EPA PFAS Grouping Approach
In October 2021, EPA announced a National PFAS Testing Strategy, which identifies priority substances for the first of several described phases of a testing approach based on grouping of chemicals by chemistry features and available toxicity data. These substances include many of the chemicals identified in the petition, but also additional PFAS which will inform a wider universe of categories of PFAS where key data is lacking. For example, the first phase of testing on 24 PFAS is expected to provide data that can be extrapolated to 2,950 PFAS that belong to the same categories as the 24 individual substances.
The EPA’s determination in October 2021 and today appears to add further evidence that the EPA does indeed intend to ultimately regulate PFAS as various classes or groups based on similarities in the chemical structures of the various PFAS. Prior to this fall, much debate took place in the United States (and continues abroad in the European Union) as to whether the over 9,000 PFAS should be regulated as an entire class or individually. The cons of both approaches (too far-reaching regulation for chemicals that do have different toxicity concerns among the class versus an endeavor that would likely take over a hundred years to accomplish) led to debate centering on an intermediary approach – to try to group PFAS into various classes and encourage the EPA to regulate the chemicals in that manner.

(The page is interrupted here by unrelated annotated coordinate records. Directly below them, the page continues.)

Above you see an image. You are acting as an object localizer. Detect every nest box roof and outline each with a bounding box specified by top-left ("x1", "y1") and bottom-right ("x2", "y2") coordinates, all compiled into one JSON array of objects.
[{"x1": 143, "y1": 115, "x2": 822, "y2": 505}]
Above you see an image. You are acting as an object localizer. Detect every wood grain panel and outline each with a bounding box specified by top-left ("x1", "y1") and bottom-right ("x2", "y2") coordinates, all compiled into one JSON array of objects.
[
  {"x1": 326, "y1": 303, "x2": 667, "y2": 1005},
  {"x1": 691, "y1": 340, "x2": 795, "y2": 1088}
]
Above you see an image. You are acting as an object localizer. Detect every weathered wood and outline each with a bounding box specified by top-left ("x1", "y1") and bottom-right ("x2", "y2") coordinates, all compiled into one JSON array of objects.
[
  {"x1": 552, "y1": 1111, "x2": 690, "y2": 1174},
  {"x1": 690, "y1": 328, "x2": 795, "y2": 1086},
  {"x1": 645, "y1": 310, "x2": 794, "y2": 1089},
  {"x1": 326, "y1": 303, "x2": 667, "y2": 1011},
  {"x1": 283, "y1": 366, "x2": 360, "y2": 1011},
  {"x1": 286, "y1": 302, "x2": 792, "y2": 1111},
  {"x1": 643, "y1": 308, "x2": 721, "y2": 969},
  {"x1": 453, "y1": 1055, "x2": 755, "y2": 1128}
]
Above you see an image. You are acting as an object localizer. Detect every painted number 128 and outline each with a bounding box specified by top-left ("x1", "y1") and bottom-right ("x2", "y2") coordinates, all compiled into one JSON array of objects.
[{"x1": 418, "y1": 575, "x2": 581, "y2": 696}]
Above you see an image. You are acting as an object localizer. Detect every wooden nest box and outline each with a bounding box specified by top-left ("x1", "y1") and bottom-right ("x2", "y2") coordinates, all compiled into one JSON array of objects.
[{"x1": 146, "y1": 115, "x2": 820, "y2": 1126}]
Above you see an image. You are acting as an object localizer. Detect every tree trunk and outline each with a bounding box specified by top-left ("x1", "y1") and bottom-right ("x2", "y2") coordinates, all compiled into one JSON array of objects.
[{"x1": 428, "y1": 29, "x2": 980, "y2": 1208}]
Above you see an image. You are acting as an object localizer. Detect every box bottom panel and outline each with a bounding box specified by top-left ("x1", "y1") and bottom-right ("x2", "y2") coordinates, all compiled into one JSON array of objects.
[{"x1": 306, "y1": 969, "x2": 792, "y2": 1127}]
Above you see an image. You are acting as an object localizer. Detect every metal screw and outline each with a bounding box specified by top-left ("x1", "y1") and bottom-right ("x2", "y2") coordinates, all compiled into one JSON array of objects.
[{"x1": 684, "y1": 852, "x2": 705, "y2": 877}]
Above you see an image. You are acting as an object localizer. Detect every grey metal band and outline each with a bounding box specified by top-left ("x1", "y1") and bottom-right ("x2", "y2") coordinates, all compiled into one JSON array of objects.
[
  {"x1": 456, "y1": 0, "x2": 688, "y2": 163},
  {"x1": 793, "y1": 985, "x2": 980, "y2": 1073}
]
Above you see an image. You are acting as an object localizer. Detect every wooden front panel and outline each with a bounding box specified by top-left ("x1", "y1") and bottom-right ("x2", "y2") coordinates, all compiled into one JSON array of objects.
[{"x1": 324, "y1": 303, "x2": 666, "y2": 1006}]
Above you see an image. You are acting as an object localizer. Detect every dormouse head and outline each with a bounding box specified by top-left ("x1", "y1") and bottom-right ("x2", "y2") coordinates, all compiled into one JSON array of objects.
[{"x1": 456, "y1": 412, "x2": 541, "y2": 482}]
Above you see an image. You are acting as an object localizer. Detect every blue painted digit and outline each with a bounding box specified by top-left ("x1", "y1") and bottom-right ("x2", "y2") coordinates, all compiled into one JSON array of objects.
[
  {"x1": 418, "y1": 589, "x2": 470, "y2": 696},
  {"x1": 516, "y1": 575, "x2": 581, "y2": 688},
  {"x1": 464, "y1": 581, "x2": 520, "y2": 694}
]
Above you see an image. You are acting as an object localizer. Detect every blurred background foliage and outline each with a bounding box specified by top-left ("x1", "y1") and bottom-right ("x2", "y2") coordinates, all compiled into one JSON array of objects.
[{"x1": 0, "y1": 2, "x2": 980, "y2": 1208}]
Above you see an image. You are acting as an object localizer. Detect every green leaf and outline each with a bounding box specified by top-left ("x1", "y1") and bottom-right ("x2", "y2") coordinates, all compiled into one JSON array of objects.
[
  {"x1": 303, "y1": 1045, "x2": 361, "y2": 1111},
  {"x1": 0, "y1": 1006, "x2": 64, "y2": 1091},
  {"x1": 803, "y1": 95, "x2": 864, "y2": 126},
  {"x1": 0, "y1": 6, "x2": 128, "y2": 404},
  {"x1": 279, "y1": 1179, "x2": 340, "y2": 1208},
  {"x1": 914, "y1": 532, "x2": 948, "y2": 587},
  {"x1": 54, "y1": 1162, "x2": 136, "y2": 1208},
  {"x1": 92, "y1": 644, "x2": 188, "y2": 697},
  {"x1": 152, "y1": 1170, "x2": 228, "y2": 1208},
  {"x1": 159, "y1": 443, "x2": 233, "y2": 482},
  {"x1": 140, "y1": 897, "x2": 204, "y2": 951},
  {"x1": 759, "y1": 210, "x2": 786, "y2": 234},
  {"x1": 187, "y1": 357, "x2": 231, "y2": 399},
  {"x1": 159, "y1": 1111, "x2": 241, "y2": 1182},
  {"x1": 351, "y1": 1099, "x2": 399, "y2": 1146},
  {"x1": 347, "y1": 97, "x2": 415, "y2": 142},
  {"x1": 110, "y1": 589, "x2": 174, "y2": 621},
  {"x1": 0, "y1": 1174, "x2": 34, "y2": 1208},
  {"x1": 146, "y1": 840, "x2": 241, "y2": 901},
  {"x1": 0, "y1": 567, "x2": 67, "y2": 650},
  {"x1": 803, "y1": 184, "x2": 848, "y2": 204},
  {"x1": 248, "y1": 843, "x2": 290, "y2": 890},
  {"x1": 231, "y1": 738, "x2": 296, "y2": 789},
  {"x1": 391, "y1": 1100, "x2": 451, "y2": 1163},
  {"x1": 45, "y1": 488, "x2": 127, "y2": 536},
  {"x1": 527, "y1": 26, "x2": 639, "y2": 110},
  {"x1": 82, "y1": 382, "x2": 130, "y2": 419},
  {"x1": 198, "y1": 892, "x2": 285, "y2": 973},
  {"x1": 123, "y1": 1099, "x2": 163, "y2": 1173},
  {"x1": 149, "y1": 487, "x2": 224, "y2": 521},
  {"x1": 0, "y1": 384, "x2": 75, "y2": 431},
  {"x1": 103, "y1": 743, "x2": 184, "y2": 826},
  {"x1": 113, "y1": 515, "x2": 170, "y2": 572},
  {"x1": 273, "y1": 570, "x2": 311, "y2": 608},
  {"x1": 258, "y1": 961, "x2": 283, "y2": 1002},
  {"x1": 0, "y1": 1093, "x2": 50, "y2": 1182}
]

EPA PFAS Grouping Impact On Businesses
Should the EPA ultimately enact regulations with respect to PFAS based on categorization of the chemicals into various groups, the resulting regulations could lead to confusion for certain industries. For example, a company that utilizes several currently unregulated PFAS in a manufacturing process may find that those PFAS are someday categorized into different groups, with varying toxicity assessments and permissible emission levels. While it is safe to assume that a grace period to transition will be built into any future EPA action, these regulatory steps could nevertheless lead to businesses having to significantly adapt their processes at significant cost.
The key for businesses at this juncture is to ensure day-to-day monitoring of PFAS regulatory developments – not only enacted regulations, but proposed regulations and clues within agency statements that provide indications of what future regulations will look like. Hand-in-hand with knowledge is discussing potential future risks with experienced experts on PFAS issues to ensure the best compliance approach not only for today, but for the future.